For all conditions, each member was given 20 tokens at the beginning of the stage and simultaneously chose his/her contribution from 0 to 20 in increments of 1, which were then subtracted from his/her endowment of 20 tokens. The total tokens that each member contributed were multiplied by 1.6 in BASE, Local0.1, and Global0.1 conditions and distributed equally to all four or 16 group members. In the Local0.4 condition, the total tokens were multiplied by 6.4 and distributed equally to the 16 group members. After all decisions were made, players received feedback on other players’ contributions.

Reward/punishment stage

For all conditions, each player was given nine tokens and they simultaneously decided how many tokens to use to reward and punish other players. Impact-to-cost ratio is 3:1—if member A uses one token to reward member B, A loses one, and B gets three tokens; if C uses one token to punish D, C loses one, and D loses three tokens. Each member can use up to nine tokens to reward or punish other members, and each player keeps tokens they do not use. A participant cannot simultaneously both reward and punish the same member.

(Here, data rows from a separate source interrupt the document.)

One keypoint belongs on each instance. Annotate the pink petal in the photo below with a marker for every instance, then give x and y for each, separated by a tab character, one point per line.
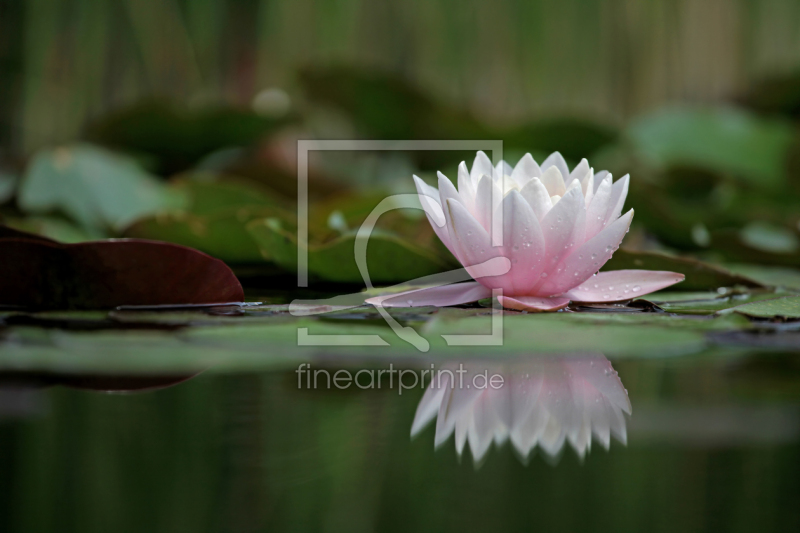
482	166
465	187
562	226
523	243
587	186
556	160
537	197
619	191
553	180
455	294
532	303
488	197
526	169
429	198
622	285
501	170
473	245
599	177
580	171
596	213
587	259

When participants decide on rewards and punishments, they can refer to the previous results of both Stages 1 and 2. After all participants decide on rewards and punishments, they receive feedback concerning from which other participants they received punishment/reward and the relevant amounts.

It is noteworthy that under Local0.1 and Local0.4 conditions, participants could reward and punish only three members of the same local group; in Global0.1 and BASE conditions, participants could reward/punish all members except themselves (see SI Appendix, section 3 for details).

These two stages were repeated 15 times. We used z-Tree software42 to conduct experiments. Each session took an average of approximately 80 minutes. The total attained score was converted to money using the rate of 1 token = 1.5 yen (100 yen is approximately 1 US dollar) in Local0.1, Global0.1, and BASE and 0.5 yen in the Local0.4 condition. In addition, an 800-yen show-up fee was given to participants who completed the experiment. Average remuneration was 1671 yen.